Estudo divulgado por organizações não governamentais revela que os apoios públicos para biocombustí­veis pesam em demasia nos orçamentos dos países da União Europeia
Os apoios públicos à indústria dos biocombustíveis vão ter um peso significativo nos orçamentos dos países da União Europeia (UE), se a atual política para este setor se mantiver, revela um estudo divulgado quarta-feira, 17 de abril, em Bruxelas, por organizações não governamentais.

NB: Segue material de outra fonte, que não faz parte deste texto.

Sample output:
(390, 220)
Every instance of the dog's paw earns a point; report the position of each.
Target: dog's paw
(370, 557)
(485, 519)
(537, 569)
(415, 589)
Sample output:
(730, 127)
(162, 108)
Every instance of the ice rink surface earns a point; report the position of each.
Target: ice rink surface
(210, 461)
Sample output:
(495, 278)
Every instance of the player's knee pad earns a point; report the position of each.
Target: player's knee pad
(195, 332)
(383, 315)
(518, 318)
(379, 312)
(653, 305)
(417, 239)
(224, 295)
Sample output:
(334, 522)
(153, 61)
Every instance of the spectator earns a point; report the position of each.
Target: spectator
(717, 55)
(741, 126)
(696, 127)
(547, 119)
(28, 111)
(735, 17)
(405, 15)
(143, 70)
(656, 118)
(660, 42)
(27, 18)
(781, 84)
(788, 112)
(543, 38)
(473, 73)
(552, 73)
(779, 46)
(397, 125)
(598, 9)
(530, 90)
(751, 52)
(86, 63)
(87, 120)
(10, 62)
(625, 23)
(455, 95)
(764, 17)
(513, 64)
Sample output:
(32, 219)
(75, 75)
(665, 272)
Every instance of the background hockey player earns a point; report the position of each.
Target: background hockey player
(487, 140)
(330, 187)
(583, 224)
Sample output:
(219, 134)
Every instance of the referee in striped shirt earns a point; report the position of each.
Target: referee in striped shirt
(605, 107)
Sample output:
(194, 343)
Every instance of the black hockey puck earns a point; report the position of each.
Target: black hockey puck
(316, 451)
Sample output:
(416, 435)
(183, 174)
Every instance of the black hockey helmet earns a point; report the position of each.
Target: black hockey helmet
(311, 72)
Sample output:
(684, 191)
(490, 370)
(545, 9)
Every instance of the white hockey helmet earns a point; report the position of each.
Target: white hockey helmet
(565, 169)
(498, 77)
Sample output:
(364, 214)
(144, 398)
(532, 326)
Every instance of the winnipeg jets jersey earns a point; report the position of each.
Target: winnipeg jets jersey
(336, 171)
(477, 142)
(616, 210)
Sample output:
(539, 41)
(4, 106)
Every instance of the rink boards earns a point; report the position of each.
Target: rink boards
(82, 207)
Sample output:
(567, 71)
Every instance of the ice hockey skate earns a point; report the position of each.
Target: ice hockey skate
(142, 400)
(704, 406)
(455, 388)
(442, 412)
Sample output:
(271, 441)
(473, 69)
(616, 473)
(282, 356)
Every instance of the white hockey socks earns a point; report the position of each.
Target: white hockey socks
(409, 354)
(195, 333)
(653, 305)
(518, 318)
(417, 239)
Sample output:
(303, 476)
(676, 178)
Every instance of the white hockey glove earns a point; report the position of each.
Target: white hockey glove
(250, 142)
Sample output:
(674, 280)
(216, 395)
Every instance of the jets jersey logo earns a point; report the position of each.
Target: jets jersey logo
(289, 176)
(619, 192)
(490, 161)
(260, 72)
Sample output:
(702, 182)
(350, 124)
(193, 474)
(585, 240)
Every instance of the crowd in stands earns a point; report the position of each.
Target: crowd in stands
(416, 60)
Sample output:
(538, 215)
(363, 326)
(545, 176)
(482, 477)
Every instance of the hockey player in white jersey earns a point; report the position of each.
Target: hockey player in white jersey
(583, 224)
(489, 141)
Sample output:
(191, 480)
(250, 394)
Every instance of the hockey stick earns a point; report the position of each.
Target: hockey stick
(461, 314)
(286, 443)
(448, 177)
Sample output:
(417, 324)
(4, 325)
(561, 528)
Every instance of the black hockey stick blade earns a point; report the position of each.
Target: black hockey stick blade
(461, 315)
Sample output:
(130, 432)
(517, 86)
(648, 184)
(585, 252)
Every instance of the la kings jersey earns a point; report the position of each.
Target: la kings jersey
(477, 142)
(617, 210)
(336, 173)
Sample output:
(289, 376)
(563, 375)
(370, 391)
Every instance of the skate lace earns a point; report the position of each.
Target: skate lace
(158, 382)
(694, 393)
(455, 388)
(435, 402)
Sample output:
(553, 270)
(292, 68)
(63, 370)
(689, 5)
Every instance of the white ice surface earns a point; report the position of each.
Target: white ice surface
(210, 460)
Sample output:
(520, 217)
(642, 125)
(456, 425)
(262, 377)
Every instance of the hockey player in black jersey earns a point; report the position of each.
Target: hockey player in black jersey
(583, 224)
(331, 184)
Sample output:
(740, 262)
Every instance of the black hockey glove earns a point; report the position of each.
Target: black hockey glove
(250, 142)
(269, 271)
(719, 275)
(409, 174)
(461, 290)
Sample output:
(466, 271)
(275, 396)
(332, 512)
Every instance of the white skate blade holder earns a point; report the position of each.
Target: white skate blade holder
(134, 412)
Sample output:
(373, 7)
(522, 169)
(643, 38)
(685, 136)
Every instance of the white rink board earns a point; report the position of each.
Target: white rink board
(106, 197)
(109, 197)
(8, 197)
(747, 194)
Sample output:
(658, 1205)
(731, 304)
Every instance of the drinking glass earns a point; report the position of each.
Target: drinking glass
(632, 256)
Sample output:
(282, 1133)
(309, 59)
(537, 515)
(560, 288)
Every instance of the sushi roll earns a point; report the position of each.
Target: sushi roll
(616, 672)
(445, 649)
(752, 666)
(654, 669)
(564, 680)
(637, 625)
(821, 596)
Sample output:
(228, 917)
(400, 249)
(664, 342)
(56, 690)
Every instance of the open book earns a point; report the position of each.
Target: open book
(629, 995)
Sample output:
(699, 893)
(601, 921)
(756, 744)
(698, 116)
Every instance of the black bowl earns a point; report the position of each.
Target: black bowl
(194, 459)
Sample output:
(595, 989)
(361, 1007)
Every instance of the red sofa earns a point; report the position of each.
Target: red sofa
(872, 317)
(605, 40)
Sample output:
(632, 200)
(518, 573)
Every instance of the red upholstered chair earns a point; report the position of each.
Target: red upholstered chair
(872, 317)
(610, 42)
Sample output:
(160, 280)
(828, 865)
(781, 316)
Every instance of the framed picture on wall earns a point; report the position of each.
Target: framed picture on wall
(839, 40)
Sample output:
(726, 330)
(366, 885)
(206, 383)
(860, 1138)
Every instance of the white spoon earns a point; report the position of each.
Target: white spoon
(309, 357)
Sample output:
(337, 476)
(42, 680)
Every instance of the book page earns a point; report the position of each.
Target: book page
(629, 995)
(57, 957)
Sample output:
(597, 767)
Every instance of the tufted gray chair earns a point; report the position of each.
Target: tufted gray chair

Em comunicado, a Oikos refere que o relatório realizado pelo Instituto Internacional para o Desenvolvimento Sustentável indica que caso se mantenha a atual política europeia para os biocombustíveis até 2020, os apoios públicos à indústria terão um peso significativo nos orçamentos dos países da União Europeia, alguns já endividados pela crise financeira. No documento, os investigadores destacam que os apoios públicos para os biocombustíveis são da mesma ordem de grandeza que o custo de investimento necessário para a indústria automóvel reduzir as emissões de dióxido de carbono [CO2] dos novos veículos ligeiros de passageiros, um investimento que poderia evitar a emissão de 40 milhões de toneladas de CO2, e ser compensado através da redução das importações de petróleo. Intitulado, Biocombustíveis – a que custo? Uma revisão dos custos e benefícios da política de biocombustíveis da União Europeia, o estudo avalia a dimensão dos apoios públicos para a indústria europeia de biocombustíveis e analisa os impactos económicos para as finanças públicas dos 27 governos da UE.